2) Synonyme de prudence d'où, par extension, aptitude à bien
mener sa vie.
Introduction
A première vue, l'idée de sagesse paraît incompatible avec l'idée de révolution.
Si le sage, comme on l'entend souvent, est
l'homme raisonnable, prudent et avisé, on ne voit pas ce qu'il peut avoir de commun avec le révolutionnaire passionné,
pressé de renverser l'ordre établi.
Pour parler comme Descartes, le premier change ses désirs plutôt que l'ordre du monde,
le second change l'ordre du monde plutôt que ses désirs.
Mais cette incompatibilité n'est peut-être qu'apparente : Socrate,
« le plus sage des hommes », n'a-t-il pas été condamné pour avoir répandu des idées subversives ? Il faudrait alors
renverser les apparences : si l'idée de sagesse est l'idée d'une existence vraiment humaine dans un monde enfin
raisonnable, alors elle est révolutionnaire à l'égard de ce monde qui n'est pas raisonnable.
Dans ce cas, le sage n'est-il
pas l'authentique révolutionnaire ? Et le révolutionnaire ne participe-t-il pas de la déraison qu'il prétend combattre ?
I - La séparation de la sagesse et de la révolution
a) Ce qui est ainsi d'abord évident est la séparation de la sagesse et de l'idée révolutionnaire.
En effet, la sagesse se
définit comme la vie du sage qui atteint la satisfaction dans la contemplation des essences : le sage, en effet, vit selon ce
qu'il y a de divin en lui : l'intellect, et selon Aristote, la vie contemplative est une vie à l'imitation de la vie divine, qui est
acte pur, sans mouvement.
De fait, elle est à l'opposé de la vie active, qui est transformation de la nature et de la société.

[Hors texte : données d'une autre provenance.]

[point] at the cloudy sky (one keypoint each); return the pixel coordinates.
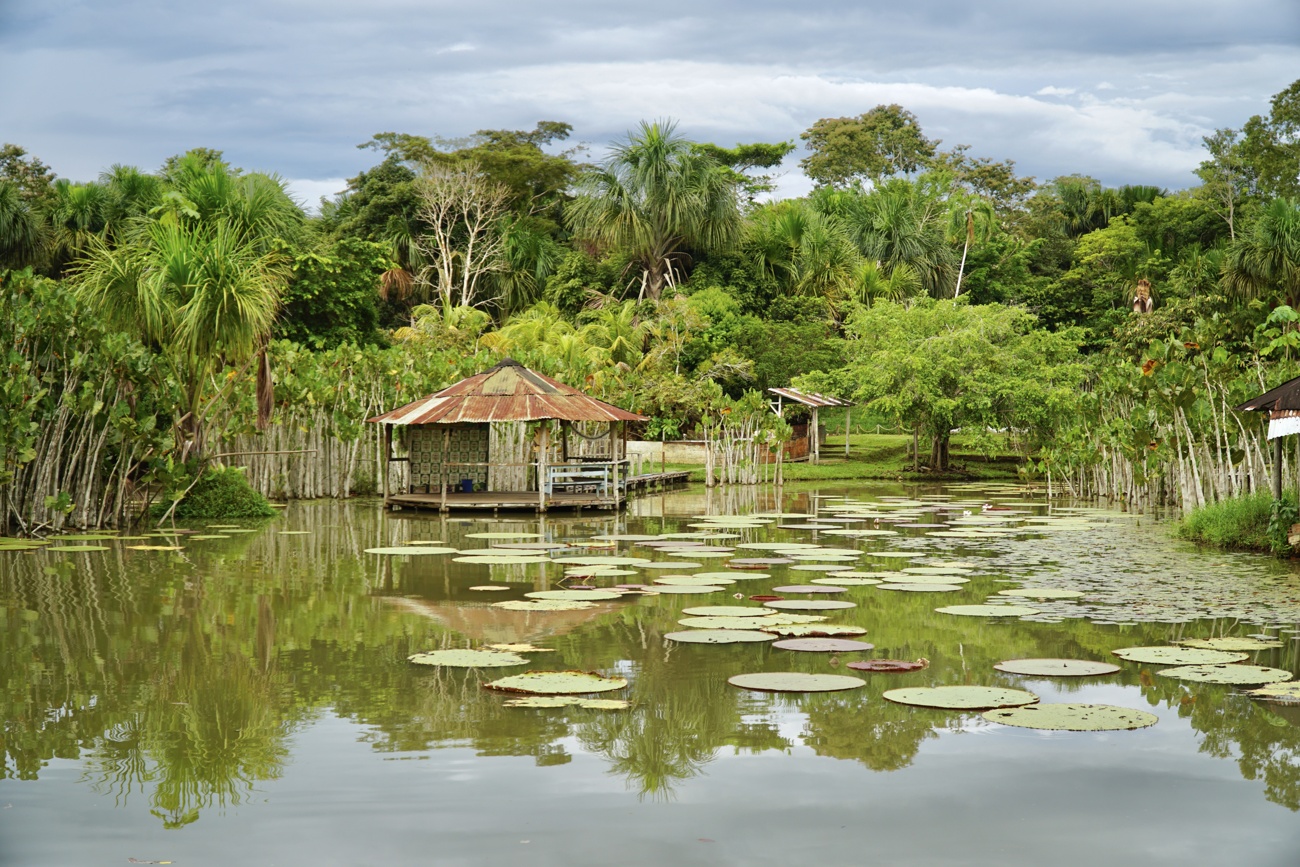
(1122, 90)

b) La vie active est marquée par l'insatisfaction : que l'homme transforme la réalité montre assez que la réalité le laisse
insatisfait.
Aussi l'impatience peut même le gagner : il devient alors révolutionnaire, et force la marche des choses.
De ce
point de vue, la sagesse apparaît non pas tant comme de la prudence mais bien plutôt comme de la frilosité : le sage de ce
point de vue est celui qui se tient à l'écart de la vie et qui passe pour un incapable, comme le montre Platon dans le
célèbre portrait du philosophe dressé par le Théétète.
II - Le refus de la sagesse au nom de l'action
a) Pour l'homme d'action, le sage est donc condamnable.
Mais il y a pis : le sage ne se propose pas d'autre but que
connaître et contempler.
Or la contemplation suppose que son objet soit stable et permanent : le sage est donc
essentiellement un conservateur, et c'est pourquoi Platon dit que le naturel du philosophe est celui d'un chien de garde
(République, II).
Allons même plus loin : le sage est en fait un réactionnaire.
La contemplation
étant postérieure à son objet, elle est une vision rétrospective d'un objet qui peut avoir
disparu de la réalité : c'est ainsi par exemple que Platon fait la théorie de la Cité idéale au
moment où la cité comme forme politique est dépassée par l'histoire.
b) A l'inverse, le sage voit dans l'homme action une incapacité à considérer les problèmes dans
toute leur généralité et à penser les conséquences de ses actes à long terme.
La séparation
de l'action et de la contemplation est alors complète, chacun s'enfermant alors dans la
condamnation de l'autre, l'un au nom du savoir en tant qu'il est une libération de l'homme à
l'égard des nécessités, l'autre au nom des besoins les plus urgents de la vie.
Mais chacun
devrait reconnaître que le point de vue de l'autre est justifié : tous deux ne visent-ils pas
finalement la même chose ?
III - La sagesse comme révolution
a) En effet, l'homme d'action transforme le monde, parfois brutalement, pour une vie meilleure :
personne ne veut aggraver son propre sort, et dans le cas de l'action politique et historique, elle vise toujours à la
prospérité des gouvernés.
Aristote rappelle ainsi que la fin de la politique, qui est la plus haute activité humaine, est le
bonheur de la communauté : l'homme d'action veut un monde raisonnable.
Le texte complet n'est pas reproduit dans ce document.